İBRETLİK BİR OLAY OLDU

İçişleri Bakanı Süleyman Soylu ile Anaysa Mahkemesi arasında yaşanan polemiğe değinen Ali Babacan, şunları söyledi;

*Devletin iki kurumu arasında yaşanan ibretlik bir olay oldu. Demokratik bir ülkede asla ve asla rastlanmayacak bir polemiğe hep beraber tanık olduk. Anayasa Mahkemesinin aldığı bir karar üzerine bir hükümet üyesi anayasa mahkemesinin başkanını şahsen hedef aldı. Ve iftiralar içeren, tehdit kokan açıklamalar yaptı.

*Mahkeme kararı elbette eleştirilir. Ancak ülkedeki güvenliği sağlamakla sorumlu olan bir hükümet üyesinin bir yüksek yargı mensubuna sarf ettiği sözler gerçekten utanç verici.

*Hükümetin en önemli sorumluluk alanlarından birisi olan güvenlik konusunda ki acziyeti aslında bu polemik konusunda adeta ortaya çıkmıştır. Hükümet kendi işini yapamadığı ilan etmiştir. Sokakların güvenli olmadığını bir yüksek yargı mensubunun koruma olmadan sokağa çıkamayacağını kabul etmiştir.

DEVRAN DÖNDÜ

Yaşanan bu olayın hüzünlü ve umut verici tarafları olduğuna dikkat çeken Babacan, sözlerini şöyle sürdürdü;

*Bu olay hüzünlü.

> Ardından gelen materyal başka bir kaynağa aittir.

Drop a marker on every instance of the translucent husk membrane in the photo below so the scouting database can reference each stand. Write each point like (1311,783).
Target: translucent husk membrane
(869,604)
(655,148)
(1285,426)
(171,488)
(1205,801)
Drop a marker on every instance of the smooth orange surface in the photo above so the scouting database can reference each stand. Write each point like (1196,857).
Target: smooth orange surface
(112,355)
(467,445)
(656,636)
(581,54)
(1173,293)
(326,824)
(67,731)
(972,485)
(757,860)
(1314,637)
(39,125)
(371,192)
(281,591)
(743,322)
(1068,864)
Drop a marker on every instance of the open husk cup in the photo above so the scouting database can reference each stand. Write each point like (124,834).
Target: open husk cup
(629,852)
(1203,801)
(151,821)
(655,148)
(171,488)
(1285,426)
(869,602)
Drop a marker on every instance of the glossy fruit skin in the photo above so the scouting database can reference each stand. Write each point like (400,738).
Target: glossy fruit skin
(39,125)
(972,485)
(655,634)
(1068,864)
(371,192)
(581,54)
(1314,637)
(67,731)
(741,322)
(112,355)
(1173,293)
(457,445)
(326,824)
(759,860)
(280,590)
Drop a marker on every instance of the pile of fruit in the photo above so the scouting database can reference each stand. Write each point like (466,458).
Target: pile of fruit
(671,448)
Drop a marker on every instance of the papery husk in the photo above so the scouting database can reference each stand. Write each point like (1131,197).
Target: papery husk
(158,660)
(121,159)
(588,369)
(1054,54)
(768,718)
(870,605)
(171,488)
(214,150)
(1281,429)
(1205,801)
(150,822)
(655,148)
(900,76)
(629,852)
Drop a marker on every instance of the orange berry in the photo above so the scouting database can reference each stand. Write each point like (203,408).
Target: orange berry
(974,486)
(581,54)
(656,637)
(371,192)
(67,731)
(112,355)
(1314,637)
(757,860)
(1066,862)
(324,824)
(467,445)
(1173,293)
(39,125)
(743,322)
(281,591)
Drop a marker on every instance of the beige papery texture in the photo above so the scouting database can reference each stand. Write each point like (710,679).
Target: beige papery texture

Çünkü, bugün Anayasaya Mahkemesini hedef alanların bir kısmı geçmişte Anayasaya Mahkemesinin tarafsız ve bağımsız olmayışı yüzünden en çok sıkıntı ve acıyı çekmiş insanlar.


*Askeri vesayet günlerinde o yüce mahkemede görev yapan yargıçların hür iradeyle davranma cesaretine sahip olmaması yüzünden seçilme hakları gasp edilmiş, partileri kapatılmış, inanç özgürlükleri ayaklar altına alınmış insanlar. Devran döndü.

*Şimdi bu insanların bir kısmı iktidarda. Ancak bu iktidarın kendisi vesayet rejimindeki hak, hukuk tanımayan iktidarlar gibi davranmaya başladı. Güç ele geçti ya. Zaten güçle imtihan çok zor bir imtihandır. Ve bakıyoruz ki ne yazık ki bu günün yüksek mahkeme mensuplarını vesayet rejimlerinin yargıçlarına benzetmeye çalışıyorlar.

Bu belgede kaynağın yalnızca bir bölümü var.